O medo, a revolta, a impotência, a solidão, a infedilidade, tiraram-lhe a capacidade de sentir. No passado a obsseção de ir a Penela um dia, alfinetava-a. Enchia-a de alegria. Agora...Não. Vê a Baía de Cascais ficar para trás. Tomaram a Marginal. O mar parece coberto de diamantes. Os barquinhos coloridos dos pescadores dão sombra á areia douro enquanto se repousam. Quando a noite vier, de novo vão para o mar, pescar sonhos. E ilusões.
- Num ponto longe de Portugal... Pensa o pescador.
Passam o mosteiro dos jerónimos. Devia ser divino viver nele. Até ela seria levada a meditar com tal ambiente.

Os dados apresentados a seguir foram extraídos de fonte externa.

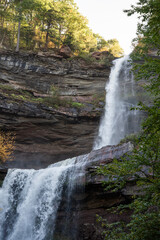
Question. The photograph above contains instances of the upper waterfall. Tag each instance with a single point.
(118, 120)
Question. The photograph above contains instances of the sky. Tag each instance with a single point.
(106, 17)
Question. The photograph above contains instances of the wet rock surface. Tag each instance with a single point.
(91, 200)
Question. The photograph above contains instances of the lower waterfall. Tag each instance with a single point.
(29, 199)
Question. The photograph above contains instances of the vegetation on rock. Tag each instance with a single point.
(42, 25)
(143, 167)
(6, 146)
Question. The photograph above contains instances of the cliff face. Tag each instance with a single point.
(77, 214)
(47, 132)
(91, 200)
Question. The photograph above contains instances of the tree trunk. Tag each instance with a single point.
(18, 37)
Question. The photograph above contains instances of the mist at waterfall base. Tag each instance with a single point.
(119, 120)
(30, 199)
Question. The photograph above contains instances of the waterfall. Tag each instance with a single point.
(29, 199)
(118, 120)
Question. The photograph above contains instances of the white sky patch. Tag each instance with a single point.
(106, 17)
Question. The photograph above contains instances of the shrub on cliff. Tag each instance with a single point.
(6, 146)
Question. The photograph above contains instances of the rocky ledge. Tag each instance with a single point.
(51, 104)
(89, 198)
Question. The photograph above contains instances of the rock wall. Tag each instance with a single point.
(45, 134)
(89, 199)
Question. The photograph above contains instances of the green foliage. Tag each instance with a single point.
(143, 166)
(43, 25)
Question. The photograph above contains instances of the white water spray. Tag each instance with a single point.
(118, 121)
(29, 199)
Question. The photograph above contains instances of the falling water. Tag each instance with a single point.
(29, 199)
(118, 120)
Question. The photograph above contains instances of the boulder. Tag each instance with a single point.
(65, 51)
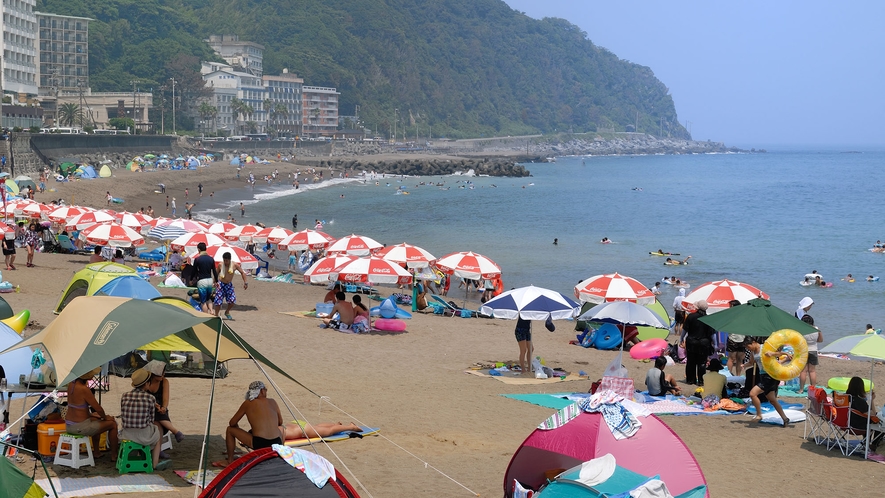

Param em Coimbra. Almoçam num restaurante que o pai costumava frequentar e cinco horas depois chegam. Pouco ou nada mudou. A mãe tem as chaves da casa de azulejos verdes. É lá que a família se reunirá. Na sala de visitas a fotografia dos avós parece dar-lhes as boas vindas. Olha-a. Quando a mãe achou que ela se transformava numa rapariga bonita, dizia sem cessar que era a úncia filha retrato dela. Sem saber porquê sempre rejeitou a tal comparação, e olhava-se na avó, realmente a sua reencarnação, que o doutor Rui um dia com espanto constata:
- Meu Deus Lina, a tua filha é igualzinha à tua mãe.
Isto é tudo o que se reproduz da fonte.